For those of you who are interested in the technical details, here's how EDFS works under the hood:

How do Event Driven Federated Subscriptions work under the hood?

When a client opens a Subscription, the Router upgrades the HTTP connection to a WebSocket connection. The WebSocket connection is then added to an Epoll/Kqueue event loop. Depending on the system, we're using Epoll on Linux and Kqueue on MacOS, but they both work in a similar way.

Epoll/Kqueue allows us to delegate the handling of the WebSocket connection to the operating system. Instead of blocking a thread while trying to read on a connection, we're registering the connection with the event loop and wait for the operating system to notify us when there's data available to read.

To bring this into perspective, imagine you're in a restaurant and you want to order something. Instead of waiting for the waiter to come to your table, you're registering your table with the waiter. When the waiter is ready to take your order, he'll come to your table and take your order. In the meantime, you can do whatever you want, e.g. read a book, talk to your friends, etc.

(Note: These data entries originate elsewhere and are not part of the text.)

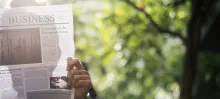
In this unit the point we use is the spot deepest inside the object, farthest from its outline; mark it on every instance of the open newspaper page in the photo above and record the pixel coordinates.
(35, 43)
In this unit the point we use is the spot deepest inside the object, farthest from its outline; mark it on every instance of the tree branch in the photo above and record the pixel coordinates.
(157, 26)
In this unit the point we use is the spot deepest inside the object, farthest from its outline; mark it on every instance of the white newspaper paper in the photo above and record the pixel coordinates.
(35, 43)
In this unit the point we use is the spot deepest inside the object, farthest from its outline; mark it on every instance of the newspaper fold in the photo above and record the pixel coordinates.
(35, 43)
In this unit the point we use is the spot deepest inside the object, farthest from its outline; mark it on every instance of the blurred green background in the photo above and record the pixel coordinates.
(128, 57)
(135, 48)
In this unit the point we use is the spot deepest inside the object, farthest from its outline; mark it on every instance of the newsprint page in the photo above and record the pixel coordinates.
(35, 43)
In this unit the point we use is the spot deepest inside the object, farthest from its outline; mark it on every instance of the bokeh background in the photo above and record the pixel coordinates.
(135, 49)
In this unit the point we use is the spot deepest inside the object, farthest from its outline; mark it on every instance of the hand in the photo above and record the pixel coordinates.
(78, 78)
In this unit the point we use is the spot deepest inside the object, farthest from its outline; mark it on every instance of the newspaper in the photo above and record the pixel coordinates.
(35, 43)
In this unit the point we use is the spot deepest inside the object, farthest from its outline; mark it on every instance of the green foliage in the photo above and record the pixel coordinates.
(128, 58)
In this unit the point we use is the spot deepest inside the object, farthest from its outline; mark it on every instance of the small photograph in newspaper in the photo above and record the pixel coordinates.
(35, 43)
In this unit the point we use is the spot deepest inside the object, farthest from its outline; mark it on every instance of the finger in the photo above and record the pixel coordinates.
(74, 63)
(72, 73)
(78, 78)
(83, 83)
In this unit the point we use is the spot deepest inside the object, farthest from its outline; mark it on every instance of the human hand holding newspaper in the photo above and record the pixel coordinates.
(78, 78)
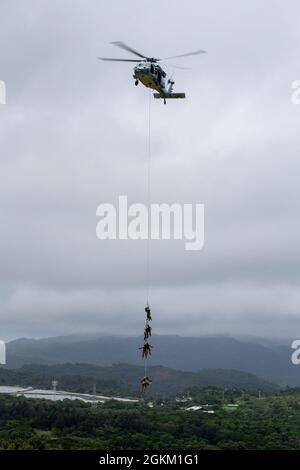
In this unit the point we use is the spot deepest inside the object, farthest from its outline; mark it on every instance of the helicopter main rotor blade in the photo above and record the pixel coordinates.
(109, 59)
(124, 46)
(200, 51)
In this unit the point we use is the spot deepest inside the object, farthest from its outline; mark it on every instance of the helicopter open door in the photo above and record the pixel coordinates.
(169, 96)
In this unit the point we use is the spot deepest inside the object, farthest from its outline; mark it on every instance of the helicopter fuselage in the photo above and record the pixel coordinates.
(151, 75)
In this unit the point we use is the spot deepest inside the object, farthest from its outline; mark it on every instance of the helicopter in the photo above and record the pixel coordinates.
(150, 73)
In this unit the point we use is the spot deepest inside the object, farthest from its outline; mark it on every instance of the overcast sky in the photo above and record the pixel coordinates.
(73, 134)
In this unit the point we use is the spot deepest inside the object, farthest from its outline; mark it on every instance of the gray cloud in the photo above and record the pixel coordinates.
(73, 135)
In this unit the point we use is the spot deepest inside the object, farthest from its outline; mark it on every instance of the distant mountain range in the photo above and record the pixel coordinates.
(270, 361)
(123, 379)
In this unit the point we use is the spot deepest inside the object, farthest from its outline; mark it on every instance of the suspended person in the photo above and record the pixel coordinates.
(145, 382)
(146, 350)
(147, 332)
(148, 312)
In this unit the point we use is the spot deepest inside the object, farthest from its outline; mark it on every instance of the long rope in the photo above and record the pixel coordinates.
(149, 196)
(148, 280)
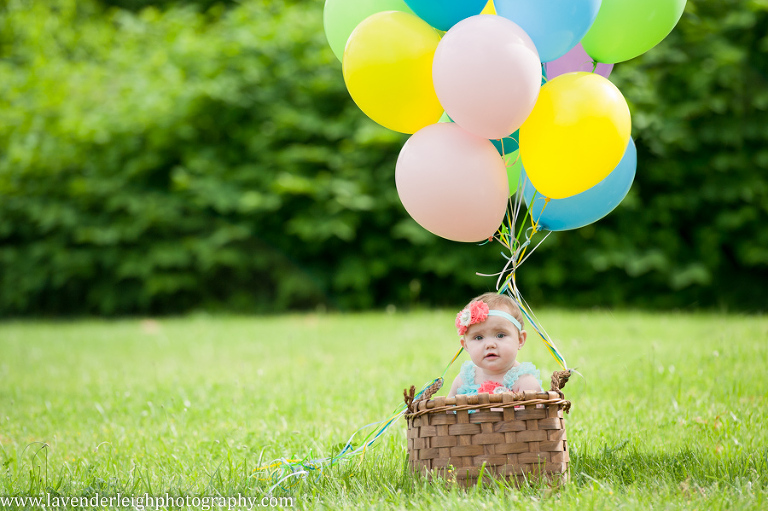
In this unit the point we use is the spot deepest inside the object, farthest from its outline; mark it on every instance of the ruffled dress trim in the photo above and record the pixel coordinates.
(469, 386)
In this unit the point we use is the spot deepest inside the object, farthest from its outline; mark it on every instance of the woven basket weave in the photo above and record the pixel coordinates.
(520, 435)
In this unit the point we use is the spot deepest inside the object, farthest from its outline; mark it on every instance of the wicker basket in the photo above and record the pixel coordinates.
(520, 435)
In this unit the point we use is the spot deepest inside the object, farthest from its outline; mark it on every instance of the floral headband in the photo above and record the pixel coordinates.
(477, 312)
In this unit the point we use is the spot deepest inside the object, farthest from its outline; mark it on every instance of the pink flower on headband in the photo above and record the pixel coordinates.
(475, 312)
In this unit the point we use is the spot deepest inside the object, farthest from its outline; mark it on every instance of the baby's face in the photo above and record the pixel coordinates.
(493, 344)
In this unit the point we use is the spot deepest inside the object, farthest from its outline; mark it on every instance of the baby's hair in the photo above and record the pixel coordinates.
(503, 301)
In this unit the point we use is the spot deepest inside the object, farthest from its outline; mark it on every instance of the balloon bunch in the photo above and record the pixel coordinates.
(521, 87)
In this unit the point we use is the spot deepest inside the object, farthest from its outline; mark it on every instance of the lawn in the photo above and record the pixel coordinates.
(672, 411)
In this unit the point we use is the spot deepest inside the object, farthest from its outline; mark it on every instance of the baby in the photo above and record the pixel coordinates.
(491, 330)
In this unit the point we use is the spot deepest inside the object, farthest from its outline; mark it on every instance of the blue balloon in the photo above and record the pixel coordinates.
(443, 14)
(586, 207)
(555, 26)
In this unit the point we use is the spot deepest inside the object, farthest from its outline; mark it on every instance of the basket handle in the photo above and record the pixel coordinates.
(412, 403)
(559, 379)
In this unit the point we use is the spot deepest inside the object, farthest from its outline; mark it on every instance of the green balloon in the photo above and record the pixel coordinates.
(340, 17)
(625, 29)
(514, 167)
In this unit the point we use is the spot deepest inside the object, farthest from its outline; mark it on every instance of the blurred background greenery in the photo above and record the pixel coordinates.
(166, 156)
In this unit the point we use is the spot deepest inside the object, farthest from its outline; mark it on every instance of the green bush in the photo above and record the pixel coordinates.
(176, 158)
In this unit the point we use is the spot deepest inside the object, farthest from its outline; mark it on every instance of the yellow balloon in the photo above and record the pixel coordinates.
(576, 134)
(387, 68)
(489, 9)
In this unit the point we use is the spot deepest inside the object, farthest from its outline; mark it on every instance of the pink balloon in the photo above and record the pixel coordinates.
(453, 183)
(575, 60)
(487, 75)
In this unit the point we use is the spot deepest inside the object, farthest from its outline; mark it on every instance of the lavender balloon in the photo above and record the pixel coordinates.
(576, 60)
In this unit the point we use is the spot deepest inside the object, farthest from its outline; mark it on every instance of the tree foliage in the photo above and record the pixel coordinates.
(175, 156)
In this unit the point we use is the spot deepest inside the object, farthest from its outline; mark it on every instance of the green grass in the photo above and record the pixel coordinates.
(671, 413)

This makes a huge difference in terms of resource consumption. Imagine you have 10.000 clients connected to your Router. Each WebSocket connection requires at least 2 threads to be able to read and write on the connection. That's 20.000 threads and 20.000 buffers just to handle the WebSocket connections. With Epoll/Kqueue, we can handle 10.000 WebSocket connections with a single thread.

Another important aspect of EDFS is deduplication of triggers. If multiple clients subscribe to the same topic, we only create a single trigger and attach all Subscriptions to it. So, if 10.000 clients subscribe to the same topic, we only create a single trigger, which means that we save another 9.999 threads.

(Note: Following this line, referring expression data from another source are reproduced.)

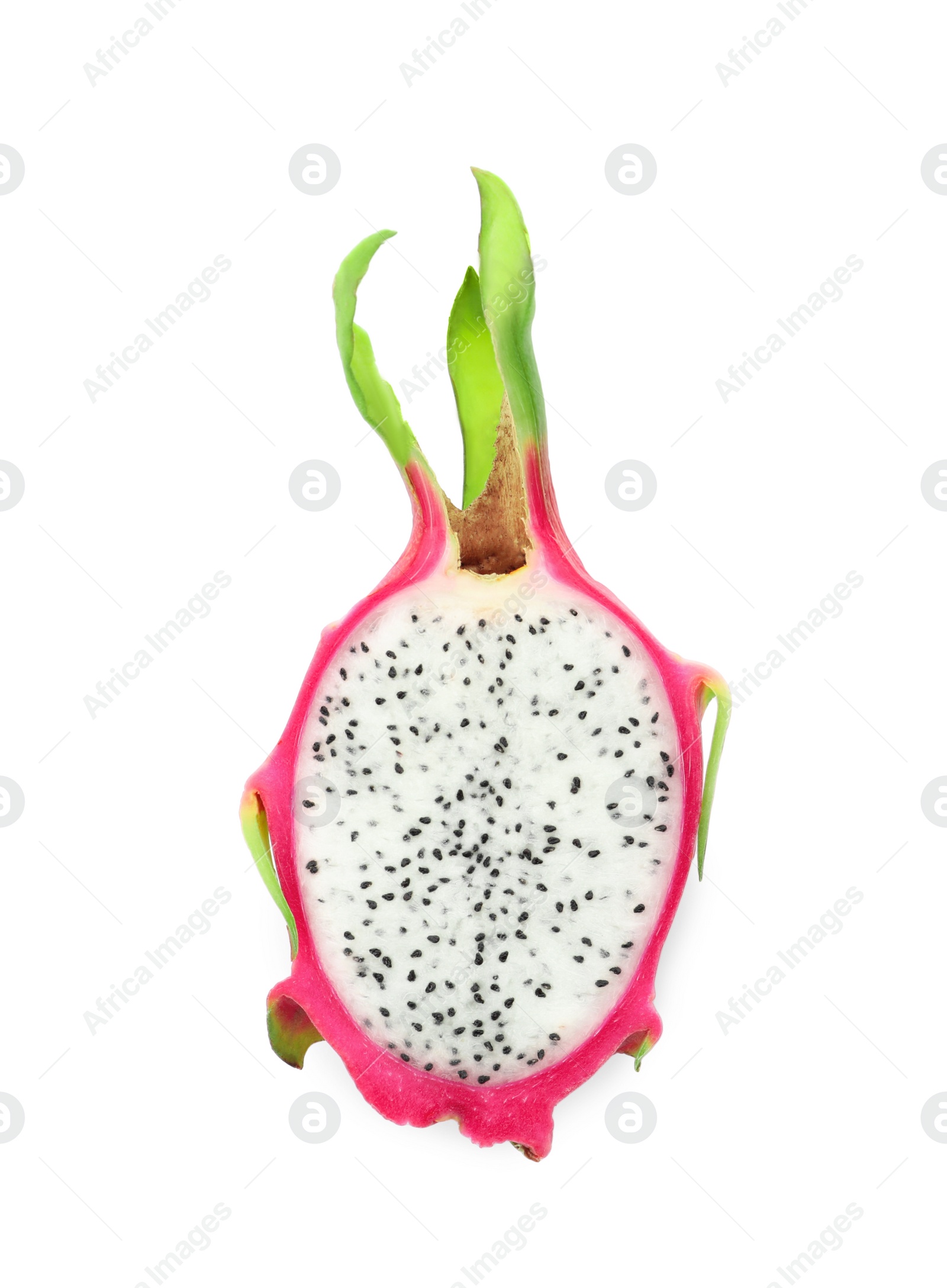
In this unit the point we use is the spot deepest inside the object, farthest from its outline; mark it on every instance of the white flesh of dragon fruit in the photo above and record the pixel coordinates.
(475, 901)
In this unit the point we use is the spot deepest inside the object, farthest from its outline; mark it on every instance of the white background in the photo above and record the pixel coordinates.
(811, 155)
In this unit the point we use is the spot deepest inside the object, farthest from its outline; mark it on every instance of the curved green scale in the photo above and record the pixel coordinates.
(477, 385)
(372, 393)
(509, 302)
(253, 821)
(718, 688)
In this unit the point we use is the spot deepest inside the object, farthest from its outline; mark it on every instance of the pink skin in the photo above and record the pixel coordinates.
(522, 1110)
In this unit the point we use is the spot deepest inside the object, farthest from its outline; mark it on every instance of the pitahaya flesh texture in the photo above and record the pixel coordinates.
(481, 816)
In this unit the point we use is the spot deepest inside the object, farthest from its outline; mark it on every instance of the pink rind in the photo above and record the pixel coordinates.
(520, 1112)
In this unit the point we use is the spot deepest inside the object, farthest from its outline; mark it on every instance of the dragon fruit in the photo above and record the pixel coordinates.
(481, 816)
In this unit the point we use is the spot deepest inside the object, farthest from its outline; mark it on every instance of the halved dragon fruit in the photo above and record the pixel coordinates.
(481, 816)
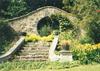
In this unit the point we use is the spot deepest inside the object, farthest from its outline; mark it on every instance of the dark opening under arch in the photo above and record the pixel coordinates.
(47, 25)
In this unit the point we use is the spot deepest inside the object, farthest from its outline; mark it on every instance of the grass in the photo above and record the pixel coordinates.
(47, 66)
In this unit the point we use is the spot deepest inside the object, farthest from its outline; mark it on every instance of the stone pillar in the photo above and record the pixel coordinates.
(66, 56)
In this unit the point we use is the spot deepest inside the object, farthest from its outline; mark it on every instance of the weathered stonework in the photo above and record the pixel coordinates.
(28, 23)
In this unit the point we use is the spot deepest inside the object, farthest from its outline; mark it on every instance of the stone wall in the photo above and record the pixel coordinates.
(28, 23)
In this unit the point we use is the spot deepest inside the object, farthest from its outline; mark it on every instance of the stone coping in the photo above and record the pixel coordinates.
(12, 50)
(35, 11)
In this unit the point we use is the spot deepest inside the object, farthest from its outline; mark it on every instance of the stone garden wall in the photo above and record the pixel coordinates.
(28, 23)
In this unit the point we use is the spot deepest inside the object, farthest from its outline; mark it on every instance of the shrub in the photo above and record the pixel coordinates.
(87, 53)
(34, 37)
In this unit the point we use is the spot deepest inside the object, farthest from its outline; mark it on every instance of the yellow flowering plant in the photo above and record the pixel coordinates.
(87, 53)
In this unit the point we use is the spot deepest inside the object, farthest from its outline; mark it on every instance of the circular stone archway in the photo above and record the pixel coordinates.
(47, 25)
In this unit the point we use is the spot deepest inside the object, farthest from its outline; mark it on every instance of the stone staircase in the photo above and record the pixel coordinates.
(34, 52)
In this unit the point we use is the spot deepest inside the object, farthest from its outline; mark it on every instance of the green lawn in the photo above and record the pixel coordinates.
(80, 68)
(47, 66)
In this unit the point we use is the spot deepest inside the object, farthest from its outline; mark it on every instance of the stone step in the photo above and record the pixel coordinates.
(34, 48)
(32, 44)
(35, 53)
(32, 57)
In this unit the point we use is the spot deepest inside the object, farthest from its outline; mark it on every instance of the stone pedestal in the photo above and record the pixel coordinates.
(65, 56)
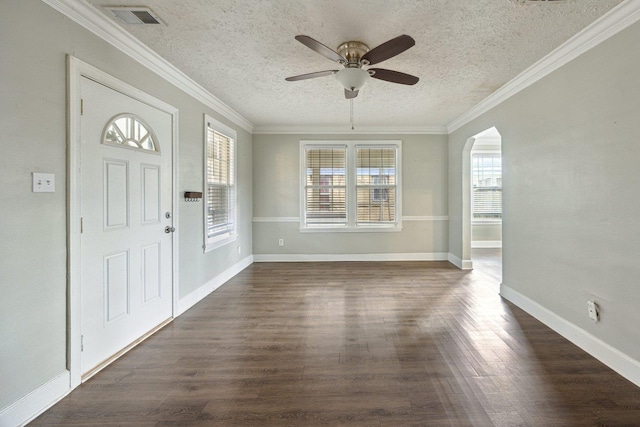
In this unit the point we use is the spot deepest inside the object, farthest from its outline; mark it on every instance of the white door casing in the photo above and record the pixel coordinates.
(121, 259)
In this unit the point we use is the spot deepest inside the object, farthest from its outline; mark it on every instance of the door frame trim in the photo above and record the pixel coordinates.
(76, 69)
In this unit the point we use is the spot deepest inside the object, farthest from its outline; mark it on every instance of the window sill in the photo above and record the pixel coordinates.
(486, 221)
(219, 241)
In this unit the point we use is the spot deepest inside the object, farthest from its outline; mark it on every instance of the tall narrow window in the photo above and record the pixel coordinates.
(350, 185)
(220, 188)
(487, 186)
(376, 185)
(325, 185)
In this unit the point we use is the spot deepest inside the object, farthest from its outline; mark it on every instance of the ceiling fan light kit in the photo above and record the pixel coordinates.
(353, 55)
(352, 78)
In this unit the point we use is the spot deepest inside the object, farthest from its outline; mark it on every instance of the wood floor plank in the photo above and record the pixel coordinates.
(354, 343)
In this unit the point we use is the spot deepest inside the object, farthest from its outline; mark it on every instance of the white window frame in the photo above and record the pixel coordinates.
(474, 220)
(351, 192)
(220, 240)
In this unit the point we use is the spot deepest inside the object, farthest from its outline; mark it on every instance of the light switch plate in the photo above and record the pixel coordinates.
(594, 310)
(44, 182)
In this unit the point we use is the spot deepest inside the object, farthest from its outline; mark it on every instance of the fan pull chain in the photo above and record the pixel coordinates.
(352, 128)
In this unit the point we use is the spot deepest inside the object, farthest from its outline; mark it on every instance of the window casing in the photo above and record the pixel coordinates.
(220, 184)
(350, 185)
(486, 172)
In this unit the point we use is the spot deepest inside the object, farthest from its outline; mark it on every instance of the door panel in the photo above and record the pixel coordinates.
(116, 279)
(150, 194)
(126, 271)
(116, 193)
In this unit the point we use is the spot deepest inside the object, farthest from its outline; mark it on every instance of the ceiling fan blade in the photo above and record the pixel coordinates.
(311, 75)
(393, 76)
(389, 49)
(321, 49)
(350, 94)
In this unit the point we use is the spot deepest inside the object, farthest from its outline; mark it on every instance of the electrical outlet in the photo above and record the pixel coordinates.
(44, 182)
(594, 311)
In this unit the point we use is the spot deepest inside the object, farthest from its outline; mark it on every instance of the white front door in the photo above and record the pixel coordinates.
(126, 253)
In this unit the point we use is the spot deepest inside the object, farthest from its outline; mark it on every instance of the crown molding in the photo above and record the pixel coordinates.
(90, 18)
(616, 20)
(307, 130)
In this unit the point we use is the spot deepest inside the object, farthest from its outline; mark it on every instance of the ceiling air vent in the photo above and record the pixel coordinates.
(135, 15)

EDFS is not limited to just GraphQL

One other aspect of EDFS is that you're not limited to just GraphQL and Subgraphs to invalidate Subscriptions. Let's say you're implementing a long running task that takes a few minutes to complete. Multiple systems might be involved in completing the task. These can be Subgraphs, but they don't have to be.

You can use EDFS to publish events to the Event Broker from any system. The Router will then invalidate all Subscriptions that are listening to the topic of the event and resolve additional fields from Subgraphs.

Performance Characteristics and Memory Consumption of EDFS

We've already talked about the performance characteristics of EDFS, but let's make this a bit more tangible by looking at some numbers.

We've tested EDFS with 10.000 concurrent Subscriptions listening to a single topic. We used pprof to profile the Router after all Subscriptions were established. We measured the Heap at ~150MB-200MB and the number of goroutines at ~40. CPU usage was at 0% when no events were published and jumped to ~300% when 50.000 events per second were published, meaning that we fully utilized 3 CPU cores.

Summarizing, EDFS is very efficient in terms of memory consumption and scales well across multiple CPU cores when publishing a lot of events.

Getting started with EDFS

We're very excited about EDFS and we hope you are too. If you're interested in trying it out, please check out the Documentation and join our Discord to share your feedback.

We'd love to hear from you! What can you build with EDFS that you couldn't build before? What other Brokers would you like to see supported?


In this article, we've talked about the problems and challenges with (federated) GraphQL Subscriptions. We've introduced EDFS, blurring the lines between Federated GraphQL and Event Driven Architectures. In an upcoming article, we'll dive deeper into the technical details of EDFS. In addition to that, we'll add more content and examples on how to leverage EDFS to build real-time applications.